These previous reports of artificial cilia/flagella used various methods of actuation and many of them have demonstrated the ability to generate pumping and/or mixing in a fluid environment. However, a big disadvantage of all approaches taken up until this point is that the fabrication techniques are too tedious and costly for the production of real-life products. They either require micro-system techniques like photolithography,^8,9,13–15 or have low reproducibility due to lack of control in fabrication,¹⁷ or the fabrication processes are labor intensive and time consuming.^9,11,12

The objective of this work is to develop a cost and time efficient, out of the cleanroom method for making magnetically actuated artificial cilia which are able to generate net flow. Superparamagnetic beads are self-assembled in an aqueous environment by an external magnetic field to form the backbone of artificial cilia. Soft polymer latex nanoparticles are adsorbed onto the surface of these beads via electrostatic attraction and form a soft coating which provides elastic links between the beads as well as an anchor to the substrate. Artificial cilia made in this way can be introduced into microfluidic devices in a straightforward manner, and not only show potential for effective fluid manipulation, but also open up other applications that can benefit from the versatile functions of natural cilia.

Construction of artificial cilia

Magnetic chains and soft polymer coating

The fabrication process is shown in Fig. 1. Artificial cilia were constructed by self-assembling magnetic beads (MBs) (Dynabeads® M-270 Carboxylic Acid, diameter 2.7 μm, 2 × 10⁹ beads mL⁻¹, Invitrogen) into chains in an external magnetic field, perpendicular to the substrate. Then a layer of soft polymer was coated on the surface of the MBs and the substrate, stabilizing the shape while providing the flexibility required for effective actuation. The precursor used for creating the coatings used in this study was a poly(butyl acrylate) (PBA) nanoparticle latex. The low elastic modulus and low glass transition temperature (T_g = −49 °C) of PBA facilitated the flexibility of the resulting cilia as well as the processability in aqueous environment, as a moderate heating temperature can be applied in order to accelerate the coating process.

Fig. 1 Fabrication of artificial cilia. (a–d) The process of making artificial cilia in our study. First (a) a mixture of 2.7 μm spherical magnetic beads (MBs) and PBA latex is placed in a fluid cell. The black circles are MBs and red dots are poly(butyl acrylate) (PBA) latex nanoparticles. Then (b) MBs are linked into chains and attached to the surface in the presence of an external magnetic field B_ex. Meanwhile (b) and (c), latex particles attach to the beads by electrostatic attraction and form a continuous layer around the chains after heating. Finally (d), the enclosing PBA layer is formed and the artificial cilia can be actuated by an external field. (e) Illustration of the electrostatic adsorption of the latex on the MBs. Cetyl trimethylammonium bromide (CTAB) was used as the emulsifier in the emulsion polymerization of the PBA latex, which produced positively charged PBA nanoparticles. Poly(acrylic acid) coated MBs were chosen to provide negatively charged surfaces for electrostatic adsorption of PBA latex.

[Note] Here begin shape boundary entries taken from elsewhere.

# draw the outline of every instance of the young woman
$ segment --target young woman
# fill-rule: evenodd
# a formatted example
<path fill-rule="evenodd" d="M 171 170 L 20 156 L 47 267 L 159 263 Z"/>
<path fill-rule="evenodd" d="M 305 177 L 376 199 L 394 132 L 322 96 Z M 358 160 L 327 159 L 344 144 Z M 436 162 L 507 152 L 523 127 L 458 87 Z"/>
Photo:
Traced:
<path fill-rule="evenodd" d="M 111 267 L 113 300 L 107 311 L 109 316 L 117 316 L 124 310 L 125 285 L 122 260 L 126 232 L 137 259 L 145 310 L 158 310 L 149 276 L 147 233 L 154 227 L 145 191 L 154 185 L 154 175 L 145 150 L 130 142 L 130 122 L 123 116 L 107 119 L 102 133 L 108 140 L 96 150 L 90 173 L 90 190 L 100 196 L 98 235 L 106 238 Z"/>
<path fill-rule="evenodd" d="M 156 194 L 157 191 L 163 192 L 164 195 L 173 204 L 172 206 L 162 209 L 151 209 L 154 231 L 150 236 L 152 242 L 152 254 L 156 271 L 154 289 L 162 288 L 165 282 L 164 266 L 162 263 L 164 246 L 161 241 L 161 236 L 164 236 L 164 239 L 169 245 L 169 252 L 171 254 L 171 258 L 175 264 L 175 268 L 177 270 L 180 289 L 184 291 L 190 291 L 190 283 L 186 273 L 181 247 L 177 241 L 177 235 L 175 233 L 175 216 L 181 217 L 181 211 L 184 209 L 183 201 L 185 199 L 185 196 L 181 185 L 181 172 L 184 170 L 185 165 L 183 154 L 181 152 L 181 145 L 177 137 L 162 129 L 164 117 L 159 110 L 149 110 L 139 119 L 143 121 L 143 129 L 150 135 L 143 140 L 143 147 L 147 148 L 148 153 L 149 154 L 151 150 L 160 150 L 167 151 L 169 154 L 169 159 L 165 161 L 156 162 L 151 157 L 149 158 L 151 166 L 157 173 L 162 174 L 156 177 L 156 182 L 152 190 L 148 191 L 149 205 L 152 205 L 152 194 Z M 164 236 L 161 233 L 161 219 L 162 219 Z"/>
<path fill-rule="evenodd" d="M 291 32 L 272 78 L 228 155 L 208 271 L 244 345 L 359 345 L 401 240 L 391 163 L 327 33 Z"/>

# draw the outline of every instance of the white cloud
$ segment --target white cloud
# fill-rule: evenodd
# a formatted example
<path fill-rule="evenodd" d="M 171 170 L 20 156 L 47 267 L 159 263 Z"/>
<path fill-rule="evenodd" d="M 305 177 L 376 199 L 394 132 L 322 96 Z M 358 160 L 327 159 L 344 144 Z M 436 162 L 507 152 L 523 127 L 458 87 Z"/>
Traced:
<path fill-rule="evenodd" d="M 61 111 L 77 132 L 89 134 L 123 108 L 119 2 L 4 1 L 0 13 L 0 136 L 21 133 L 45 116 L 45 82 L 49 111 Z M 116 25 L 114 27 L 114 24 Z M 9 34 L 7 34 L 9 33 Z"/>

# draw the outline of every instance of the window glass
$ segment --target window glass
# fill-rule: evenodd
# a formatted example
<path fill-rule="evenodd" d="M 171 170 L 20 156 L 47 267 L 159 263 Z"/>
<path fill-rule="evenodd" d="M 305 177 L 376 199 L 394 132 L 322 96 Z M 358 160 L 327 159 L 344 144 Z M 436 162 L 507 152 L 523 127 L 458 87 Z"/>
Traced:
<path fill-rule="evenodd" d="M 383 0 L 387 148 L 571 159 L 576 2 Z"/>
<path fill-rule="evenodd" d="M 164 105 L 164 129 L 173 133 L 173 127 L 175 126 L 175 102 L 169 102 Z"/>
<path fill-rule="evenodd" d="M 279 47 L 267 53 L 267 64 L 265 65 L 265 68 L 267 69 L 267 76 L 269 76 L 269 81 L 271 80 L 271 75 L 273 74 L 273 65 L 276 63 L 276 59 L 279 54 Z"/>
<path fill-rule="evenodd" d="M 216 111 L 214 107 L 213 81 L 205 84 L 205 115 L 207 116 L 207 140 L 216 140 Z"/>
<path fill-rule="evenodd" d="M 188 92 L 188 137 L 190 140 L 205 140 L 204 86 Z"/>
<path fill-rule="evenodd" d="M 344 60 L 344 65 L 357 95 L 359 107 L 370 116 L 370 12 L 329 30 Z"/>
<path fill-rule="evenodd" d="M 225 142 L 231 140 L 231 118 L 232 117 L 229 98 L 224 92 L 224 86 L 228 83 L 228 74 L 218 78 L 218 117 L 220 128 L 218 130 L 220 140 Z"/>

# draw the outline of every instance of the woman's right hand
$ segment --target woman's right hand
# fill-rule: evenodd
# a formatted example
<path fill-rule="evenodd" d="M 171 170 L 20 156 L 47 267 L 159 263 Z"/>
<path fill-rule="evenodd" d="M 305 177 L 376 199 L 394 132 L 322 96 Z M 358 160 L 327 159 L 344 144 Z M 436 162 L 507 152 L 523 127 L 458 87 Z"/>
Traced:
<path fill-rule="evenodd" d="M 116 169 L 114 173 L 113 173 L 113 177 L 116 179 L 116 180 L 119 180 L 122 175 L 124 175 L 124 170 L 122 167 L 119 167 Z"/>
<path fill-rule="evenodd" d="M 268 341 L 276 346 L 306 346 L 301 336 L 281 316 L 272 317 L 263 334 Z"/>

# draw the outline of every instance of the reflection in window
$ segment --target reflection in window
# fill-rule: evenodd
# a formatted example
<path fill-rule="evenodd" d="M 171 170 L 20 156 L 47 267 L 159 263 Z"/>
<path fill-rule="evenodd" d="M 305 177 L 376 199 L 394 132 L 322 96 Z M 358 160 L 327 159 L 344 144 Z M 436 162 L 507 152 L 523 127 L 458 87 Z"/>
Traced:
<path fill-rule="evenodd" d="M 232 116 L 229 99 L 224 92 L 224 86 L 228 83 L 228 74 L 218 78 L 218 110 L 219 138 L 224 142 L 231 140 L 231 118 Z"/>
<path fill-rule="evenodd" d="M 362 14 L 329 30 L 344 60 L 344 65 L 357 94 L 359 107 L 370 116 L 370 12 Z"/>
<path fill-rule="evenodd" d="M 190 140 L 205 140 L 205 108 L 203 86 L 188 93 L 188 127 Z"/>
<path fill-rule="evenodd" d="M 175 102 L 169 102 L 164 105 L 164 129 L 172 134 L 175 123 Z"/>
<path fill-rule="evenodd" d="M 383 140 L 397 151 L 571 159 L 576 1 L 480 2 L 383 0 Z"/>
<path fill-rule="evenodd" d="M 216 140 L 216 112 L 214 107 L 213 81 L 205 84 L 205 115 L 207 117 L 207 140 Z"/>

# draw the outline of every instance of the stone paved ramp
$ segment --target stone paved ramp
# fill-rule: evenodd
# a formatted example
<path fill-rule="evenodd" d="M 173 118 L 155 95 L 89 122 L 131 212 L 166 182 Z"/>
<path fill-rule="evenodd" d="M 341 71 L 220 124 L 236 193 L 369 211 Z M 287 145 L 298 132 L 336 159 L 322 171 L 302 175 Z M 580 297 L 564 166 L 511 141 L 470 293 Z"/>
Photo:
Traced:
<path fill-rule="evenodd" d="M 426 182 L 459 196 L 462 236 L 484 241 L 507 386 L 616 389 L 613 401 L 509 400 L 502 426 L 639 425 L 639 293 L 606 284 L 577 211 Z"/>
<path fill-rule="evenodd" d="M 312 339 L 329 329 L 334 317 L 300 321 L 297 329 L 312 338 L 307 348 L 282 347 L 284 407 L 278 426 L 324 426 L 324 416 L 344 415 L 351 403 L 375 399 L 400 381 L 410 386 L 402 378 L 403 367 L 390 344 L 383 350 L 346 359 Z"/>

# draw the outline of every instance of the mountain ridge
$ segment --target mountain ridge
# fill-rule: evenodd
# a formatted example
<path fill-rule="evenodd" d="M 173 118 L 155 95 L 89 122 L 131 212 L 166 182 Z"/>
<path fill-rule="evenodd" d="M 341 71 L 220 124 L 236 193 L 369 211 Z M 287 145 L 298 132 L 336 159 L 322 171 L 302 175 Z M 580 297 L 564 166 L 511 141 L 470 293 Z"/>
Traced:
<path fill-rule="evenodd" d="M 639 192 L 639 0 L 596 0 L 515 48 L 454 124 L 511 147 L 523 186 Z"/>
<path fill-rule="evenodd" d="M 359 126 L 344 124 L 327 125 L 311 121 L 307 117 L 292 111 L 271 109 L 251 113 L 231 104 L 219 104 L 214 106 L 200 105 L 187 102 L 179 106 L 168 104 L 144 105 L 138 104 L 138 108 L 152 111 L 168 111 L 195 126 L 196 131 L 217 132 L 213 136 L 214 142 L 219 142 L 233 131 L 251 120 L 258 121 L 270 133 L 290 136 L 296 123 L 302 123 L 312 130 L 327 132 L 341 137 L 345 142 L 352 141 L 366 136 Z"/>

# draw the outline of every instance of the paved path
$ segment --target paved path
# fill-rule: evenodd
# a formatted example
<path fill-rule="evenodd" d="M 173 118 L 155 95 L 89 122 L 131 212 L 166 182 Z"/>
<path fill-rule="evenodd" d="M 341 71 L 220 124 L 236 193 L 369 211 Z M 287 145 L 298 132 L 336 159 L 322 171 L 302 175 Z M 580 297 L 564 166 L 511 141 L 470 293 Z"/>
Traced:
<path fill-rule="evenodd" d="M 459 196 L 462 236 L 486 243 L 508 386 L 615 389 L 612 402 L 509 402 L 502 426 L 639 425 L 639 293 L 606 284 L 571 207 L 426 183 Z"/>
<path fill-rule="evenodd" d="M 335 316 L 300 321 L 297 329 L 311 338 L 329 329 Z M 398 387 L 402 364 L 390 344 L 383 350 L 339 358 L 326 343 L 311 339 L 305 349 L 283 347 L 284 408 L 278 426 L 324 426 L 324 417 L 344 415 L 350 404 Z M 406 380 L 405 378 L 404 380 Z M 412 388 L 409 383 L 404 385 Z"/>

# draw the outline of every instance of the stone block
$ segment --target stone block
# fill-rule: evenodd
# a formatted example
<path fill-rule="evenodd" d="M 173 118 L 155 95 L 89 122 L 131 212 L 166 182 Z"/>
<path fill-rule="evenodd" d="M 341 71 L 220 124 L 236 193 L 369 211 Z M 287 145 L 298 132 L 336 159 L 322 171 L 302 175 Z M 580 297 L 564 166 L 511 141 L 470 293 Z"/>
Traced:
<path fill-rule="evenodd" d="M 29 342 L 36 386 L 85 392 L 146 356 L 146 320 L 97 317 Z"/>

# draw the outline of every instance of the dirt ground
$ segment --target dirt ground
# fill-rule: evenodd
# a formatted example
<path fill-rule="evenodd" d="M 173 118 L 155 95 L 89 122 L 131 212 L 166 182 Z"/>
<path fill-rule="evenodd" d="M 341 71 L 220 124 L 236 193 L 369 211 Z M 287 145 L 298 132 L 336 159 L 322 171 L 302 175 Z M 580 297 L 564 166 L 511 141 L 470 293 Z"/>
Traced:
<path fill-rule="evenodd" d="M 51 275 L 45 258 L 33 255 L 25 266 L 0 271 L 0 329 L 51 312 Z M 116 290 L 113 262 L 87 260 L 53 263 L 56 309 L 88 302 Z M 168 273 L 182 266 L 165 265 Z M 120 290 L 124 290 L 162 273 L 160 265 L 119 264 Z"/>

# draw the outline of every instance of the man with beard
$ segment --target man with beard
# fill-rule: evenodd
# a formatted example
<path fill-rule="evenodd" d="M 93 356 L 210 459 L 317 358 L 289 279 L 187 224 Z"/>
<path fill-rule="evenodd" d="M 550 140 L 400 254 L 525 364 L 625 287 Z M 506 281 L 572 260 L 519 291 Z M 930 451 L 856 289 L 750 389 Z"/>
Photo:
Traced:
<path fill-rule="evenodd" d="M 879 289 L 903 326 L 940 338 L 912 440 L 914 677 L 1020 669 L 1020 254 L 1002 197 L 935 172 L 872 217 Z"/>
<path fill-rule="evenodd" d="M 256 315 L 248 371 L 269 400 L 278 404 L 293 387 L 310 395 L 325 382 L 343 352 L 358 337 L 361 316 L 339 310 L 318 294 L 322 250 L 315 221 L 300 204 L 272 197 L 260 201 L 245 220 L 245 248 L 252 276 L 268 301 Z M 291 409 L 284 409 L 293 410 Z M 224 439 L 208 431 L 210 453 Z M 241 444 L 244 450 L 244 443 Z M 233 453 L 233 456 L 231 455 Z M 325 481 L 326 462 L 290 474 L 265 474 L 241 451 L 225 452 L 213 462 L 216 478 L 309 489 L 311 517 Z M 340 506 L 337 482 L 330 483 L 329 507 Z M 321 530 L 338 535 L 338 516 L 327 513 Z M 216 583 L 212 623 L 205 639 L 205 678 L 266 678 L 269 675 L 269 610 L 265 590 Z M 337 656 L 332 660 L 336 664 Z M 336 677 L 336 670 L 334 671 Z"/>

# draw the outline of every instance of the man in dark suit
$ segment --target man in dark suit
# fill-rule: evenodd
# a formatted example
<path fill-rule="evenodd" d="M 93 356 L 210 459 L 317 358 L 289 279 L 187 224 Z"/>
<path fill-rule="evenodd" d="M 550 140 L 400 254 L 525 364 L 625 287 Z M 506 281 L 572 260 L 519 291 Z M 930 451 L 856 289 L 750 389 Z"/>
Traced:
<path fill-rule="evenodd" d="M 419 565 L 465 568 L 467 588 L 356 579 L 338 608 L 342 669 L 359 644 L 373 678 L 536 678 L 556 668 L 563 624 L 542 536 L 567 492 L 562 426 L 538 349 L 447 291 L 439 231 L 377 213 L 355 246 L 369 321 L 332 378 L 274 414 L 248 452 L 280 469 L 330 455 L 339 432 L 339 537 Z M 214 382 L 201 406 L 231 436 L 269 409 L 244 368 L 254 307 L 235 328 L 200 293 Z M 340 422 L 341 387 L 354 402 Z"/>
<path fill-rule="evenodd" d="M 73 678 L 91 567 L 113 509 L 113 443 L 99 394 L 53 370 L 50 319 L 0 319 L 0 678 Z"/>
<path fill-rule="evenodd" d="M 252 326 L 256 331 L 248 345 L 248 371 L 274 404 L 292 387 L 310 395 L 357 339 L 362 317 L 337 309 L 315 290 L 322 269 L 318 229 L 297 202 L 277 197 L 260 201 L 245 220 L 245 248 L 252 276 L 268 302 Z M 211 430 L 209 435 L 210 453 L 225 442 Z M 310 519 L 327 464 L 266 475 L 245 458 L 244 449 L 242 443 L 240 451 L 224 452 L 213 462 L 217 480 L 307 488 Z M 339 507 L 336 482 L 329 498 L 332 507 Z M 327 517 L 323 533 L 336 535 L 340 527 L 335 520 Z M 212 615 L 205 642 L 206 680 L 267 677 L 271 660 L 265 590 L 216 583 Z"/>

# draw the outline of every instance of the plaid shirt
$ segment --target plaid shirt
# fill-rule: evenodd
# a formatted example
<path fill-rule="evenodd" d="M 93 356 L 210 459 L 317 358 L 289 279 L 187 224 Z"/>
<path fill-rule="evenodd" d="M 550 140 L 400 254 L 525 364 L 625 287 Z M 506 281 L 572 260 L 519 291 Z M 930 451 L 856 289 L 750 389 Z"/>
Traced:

Electrostatic attraction was used to promote adhesion between magnetic beads and PBA nanoparticles. This was achieved by using negatively charged MBs which were coated with the anionic polyelectrolyte poly(acrylic acid), and positively charged PBA latex nanoparticles which were synthesized by emulsion polymerization using a cationic surfactant cetyl trimethylammonium bromide (CTAB) as an emulsifier, shown in Fig. 1(e).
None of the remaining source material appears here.